When the friends sit down to actually play the game, what follows is one of the least suspenseful scenes to ever play out on screen. There’s no magical shuddering or noise that comes out of the mysterious shape. No strange lights or sounds or quaking of the furniture in the room. Instead, literally nothing happens, and we are flashed forward (or backwards? Who knows? Who cares?) to some rager of a party that all four friends are busy getting crunk at because this is their last summer before college and omg their worlds are about to end fr real, you guyz (It should be noted that Cotton’s biggest desire is to essentially never grow up to become a parent, god forbid). Things only get more confusing from here as Cotton mysteriously disappears leaving the rest of her group to try and figure out what happened to her.

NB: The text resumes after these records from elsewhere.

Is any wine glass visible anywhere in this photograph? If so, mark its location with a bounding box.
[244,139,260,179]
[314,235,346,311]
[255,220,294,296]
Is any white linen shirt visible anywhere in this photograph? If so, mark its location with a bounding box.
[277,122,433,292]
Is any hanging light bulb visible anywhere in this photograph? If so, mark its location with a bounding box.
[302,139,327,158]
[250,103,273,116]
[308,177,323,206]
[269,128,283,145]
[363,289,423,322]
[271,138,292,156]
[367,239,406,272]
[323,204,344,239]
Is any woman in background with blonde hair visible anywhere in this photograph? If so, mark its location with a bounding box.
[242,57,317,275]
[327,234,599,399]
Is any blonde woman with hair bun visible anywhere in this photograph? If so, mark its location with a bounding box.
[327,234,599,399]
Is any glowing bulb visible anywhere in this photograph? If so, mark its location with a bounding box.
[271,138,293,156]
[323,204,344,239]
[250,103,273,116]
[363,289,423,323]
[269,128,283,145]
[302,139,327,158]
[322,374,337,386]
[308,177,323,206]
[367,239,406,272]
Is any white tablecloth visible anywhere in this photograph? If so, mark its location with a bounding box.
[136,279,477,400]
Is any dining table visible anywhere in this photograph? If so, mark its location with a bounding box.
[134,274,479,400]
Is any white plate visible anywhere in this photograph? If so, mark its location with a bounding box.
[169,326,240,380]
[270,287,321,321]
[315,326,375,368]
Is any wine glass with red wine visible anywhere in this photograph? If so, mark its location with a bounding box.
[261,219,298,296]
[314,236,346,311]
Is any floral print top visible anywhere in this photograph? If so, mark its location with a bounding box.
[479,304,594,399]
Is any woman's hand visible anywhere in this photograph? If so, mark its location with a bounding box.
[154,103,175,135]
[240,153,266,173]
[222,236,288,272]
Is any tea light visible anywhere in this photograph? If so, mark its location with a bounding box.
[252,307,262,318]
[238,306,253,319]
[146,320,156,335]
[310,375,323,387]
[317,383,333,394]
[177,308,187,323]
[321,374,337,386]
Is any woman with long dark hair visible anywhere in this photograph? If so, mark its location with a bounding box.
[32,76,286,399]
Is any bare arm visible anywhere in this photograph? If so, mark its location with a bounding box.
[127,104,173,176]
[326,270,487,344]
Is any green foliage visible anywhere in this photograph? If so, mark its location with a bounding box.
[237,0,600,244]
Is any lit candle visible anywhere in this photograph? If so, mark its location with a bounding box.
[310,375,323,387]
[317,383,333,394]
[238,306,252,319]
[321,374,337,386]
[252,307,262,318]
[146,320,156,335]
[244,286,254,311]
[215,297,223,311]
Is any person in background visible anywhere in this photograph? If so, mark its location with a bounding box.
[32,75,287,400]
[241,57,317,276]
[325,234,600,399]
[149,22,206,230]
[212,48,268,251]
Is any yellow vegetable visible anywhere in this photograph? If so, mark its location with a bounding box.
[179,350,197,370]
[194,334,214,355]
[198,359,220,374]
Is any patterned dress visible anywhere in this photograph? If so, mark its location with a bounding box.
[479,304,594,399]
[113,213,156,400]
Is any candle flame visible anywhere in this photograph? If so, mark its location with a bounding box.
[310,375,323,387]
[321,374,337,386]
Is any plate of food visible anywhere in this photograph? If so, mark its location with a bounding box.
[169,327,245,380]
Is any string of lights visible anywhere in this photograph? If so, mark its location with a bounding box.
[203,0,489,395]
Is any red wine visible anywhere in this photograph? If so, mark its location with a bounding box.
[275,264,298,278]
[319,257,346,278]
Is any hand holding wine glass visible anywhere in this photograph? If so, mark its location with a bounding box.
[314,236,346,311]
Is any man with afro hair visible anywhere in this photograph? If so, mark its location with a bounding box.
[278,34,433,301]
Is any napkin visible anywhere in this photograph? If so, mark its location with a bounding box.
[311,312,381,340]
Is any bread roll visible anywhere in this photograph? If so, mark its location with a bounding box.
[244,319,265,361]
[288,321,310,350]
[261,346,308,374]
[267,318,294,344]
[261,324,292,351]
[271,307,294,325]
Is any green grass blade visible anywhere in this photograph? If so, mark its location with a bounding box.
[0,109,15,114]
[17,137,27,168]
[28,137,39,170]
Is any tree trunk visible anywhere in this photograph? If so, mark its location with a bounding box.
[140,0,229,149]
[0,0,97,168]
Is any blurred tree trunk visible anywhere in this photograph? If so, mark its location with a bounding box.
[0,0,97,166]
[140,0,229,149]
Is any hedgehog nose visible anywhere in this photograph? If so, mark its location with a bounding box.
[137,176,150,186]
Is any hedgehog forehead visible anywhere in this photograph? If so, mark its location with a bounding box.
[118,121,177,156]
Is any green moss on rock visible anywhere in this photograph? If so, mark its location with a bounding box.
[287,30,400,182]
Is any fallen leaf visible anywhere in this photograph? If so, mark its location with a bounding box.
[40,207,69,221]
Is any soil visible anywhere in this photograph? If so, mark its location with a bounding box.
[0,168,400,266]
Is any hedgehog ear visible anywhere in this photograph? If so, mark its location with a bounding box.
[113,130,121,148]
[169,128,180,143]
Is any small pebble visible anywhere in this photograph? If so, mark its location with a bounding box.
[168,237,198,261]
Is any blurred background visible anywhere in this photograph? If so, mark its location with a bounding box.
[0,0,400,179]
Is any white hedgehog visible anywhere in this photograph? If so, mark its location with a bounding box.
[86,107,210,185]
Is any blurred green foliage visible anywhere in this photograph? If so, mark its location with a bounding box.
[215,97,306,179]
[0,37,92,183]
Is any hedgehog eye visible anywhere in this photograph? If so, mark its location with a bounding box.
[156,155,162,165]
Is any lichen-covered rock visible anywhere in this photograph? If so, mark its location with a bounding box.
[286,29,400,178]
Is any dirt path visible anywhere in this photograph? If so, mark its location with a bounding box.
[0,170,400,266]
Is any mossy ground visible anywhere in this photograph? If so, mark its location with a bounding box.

The rest of the movie is full of convoluted and confusing plot lines involving everything from a supremely stupid love square (because a triangle would be too easy) to a weird kid hacker named Kyle (Dylan Schombing) who gets his kicks from hacking into the web cams (because apparently this is 2005 and all of these teens are Peyton Sawyer from One Tree Hill) of high schoolers and watching them do whatever it is that they do (i.e. sex and crying). At some point, the remaining three friends realize the game is granting them their deepest desires (though to those watching this may seem very unclear), and a lot of moody angst and unexplained and misplaced gore follows.
Fans of The Karate Kid spin-off Cobra Kai may find themselves drawn to this mess of a film because of Peyton List who plays Tory Nichols on the aforementioned show. Here, she plays a similar hardened teen named Zooza, and she honestly might be the only good part of this entire movie. She’s spunky and convincing in all the right ways which is remarkable considering what she was given to work with. The remaining two teens, Robbie (Brendan Meyer) and Courtney (Kelcey Mawema), also manage to do quite a lot with very little, though one has to wonder how anyone would be hung up on the character of Robbie when it looks like he goes to the same hairdresser as Will Byers from Stranger Things. But no matter how interesting or convincing the characters can be, The Friendship Game is so unnecessarily complicated that it’s probably better to just skip it and go watch the original Hellraiser instead.